Jeoloji Mühendisleri Odası Antalya Şubesi tarafından 1- 7 Mart Deprem Haftası nedeniyle Antalya Atan Park Otel’de düzenlenen danışma kurulu toplantısında, Türkiye ve Antalya’nın deprem riskleri konuşuldu.
Jeoloji Mühendisleri Odası Antalya Şube Başkanı Ali Keleş, mevcut deprem bölgeleri haritasına göre, Türkiye topraklarının yüzde 66'sının birinci ve ikinci derece; konutların yüzde 44'ünün birinci derece, yüzde 25'inin ikinci derece deprem bölgesinde yer aldığını; Türkiye nüfusunun 34 milyon kadarının birinci, 22 milyonunun ikinci derece deprem bölgesinde yaşadığını belirterek, "Ülkemizin deprem gerçeği bilinmesine ve tüm uyarılarımıza rağmen yaşanan büyük depremlerden ders alınmadığını ve ilgili kurumların işlettikleri kritik tesislerimizde (baraj, demiryolu, okullar, köprüler gibi) depreme karşı gerekli önlemlerin (erken uyarı sistemleri, deprem gözlem istasyonları, yapı sağlığı izleme sistemleri gibi) alınmadığını kaygıyla izliyoruz" dedi. "Doğal olan depremdir, doğal olmayan ise afettir" diyen Ali Keleş, "Depremleri önlemek mümkün değildir, ancak zararlarını ortadan kaldırmak veya azaltmak mümkün ve elimizdedir" diye konuştu.

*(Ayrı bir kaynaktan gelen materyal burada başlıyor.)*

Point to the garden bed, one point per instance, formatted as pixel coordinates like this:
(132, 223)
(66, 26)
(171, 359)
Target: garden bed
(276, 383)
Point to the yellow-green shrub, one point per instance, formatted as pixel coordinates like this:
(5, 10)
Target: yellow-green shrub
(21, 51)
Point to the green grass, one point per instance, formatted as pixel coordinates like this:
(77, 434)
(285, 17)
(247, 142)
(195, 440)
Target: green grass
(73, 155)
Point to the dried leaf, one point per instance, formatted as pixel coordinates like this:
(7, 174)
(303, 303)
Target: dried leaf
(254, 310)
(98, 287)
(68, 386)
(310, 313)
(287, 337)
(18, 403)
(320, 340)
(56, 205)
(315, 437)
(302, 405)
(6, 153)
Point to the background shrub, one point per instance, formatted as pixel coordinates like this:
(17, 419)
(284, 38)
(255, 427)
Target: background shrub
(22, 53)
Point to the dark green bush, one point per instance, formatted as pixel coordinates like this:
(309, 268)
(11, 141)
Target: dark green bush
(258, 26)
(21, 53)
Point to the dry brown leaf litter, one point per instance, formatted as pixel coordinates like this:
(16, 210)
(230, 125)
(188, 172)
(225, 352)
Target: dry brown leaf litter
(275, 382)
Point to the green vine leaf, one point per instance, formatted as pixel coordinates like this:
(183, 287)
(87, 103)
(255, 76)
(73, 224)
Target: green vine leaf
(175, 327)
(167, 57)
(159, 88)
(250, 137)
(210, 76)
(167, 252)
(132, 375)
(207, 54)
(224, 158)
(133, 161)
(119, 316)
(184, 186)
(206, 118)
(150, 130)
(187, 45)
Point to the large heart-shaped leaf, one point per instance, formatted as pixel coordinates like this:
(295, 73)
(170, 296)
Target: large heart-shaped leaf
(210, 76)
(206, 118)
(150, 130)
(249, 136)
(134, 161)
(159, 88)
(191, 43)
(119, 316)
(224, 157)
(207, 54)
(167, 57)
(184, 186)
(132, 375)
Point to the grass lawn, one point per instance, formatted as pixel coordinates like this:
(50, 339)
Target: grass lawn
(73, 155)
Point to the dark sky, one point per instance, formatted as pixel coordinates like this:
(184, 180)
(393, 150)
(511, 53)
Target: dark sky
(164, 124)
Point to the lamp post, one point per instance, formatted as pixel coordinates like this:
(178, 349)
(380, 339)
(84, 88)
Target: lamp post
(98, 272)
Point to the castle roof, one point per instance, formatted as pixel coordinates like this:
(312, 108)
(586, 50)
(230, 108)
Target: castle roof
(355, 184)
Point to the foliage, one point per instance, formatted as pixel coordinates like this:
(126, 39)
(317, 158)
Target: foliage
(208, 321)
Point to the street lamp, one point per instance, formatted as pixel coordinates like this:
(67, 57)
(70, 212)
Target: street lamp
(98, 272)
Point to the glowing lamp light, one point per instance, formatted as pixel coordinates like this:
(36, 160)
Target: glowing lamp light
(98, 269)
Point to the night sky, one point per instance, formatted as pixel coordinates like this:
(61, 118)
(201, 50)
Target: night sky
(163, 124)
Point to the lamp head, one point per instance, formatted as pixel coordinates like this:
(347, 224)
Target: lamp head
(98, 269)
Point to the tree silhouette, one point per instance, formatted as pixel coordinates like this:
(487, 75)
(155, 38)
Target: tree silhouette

Sorumlu jeoloji mesleğini hiçe sayanlar
"Ülkemizin deprem olgusu çerçevesinde jeoloji mesleğinin deprem araştırmalarında daha etkin ve yoğun kullanılması gerekmektedir" diyen Ali Keleş, “Aksi taktirde yitirilen canlarımızın, maddi kayıplarımızın sorumlusu bilime, tekniğe, uluslararası örneklere uygun önerilerimizi dikkate almayan, jeoloji mesleğini hiçe sayan zihniyet olacaktır" ifadelerine yer verdi.
Danışma kurulu toplanamıyor
"Kanunla kurulmuş olan ve ilgili kanuna göre senede en az dört defa toplanması gereken Deprem Danışma Kurulu bile dört senedir toplanamıyor" diyen Ali Keleş, “Yöneticilerin önemsemediği ancak meslek odası olarak her zaman hatırlatmaya çalıştığımız 'deprem gerçeğinin', ülkemizin öncelikle çalışılması gereken konularından birisi olduğunu bu yılki deprem haftasında bir kez daha hatırlatmak isteriz" diye konuştu.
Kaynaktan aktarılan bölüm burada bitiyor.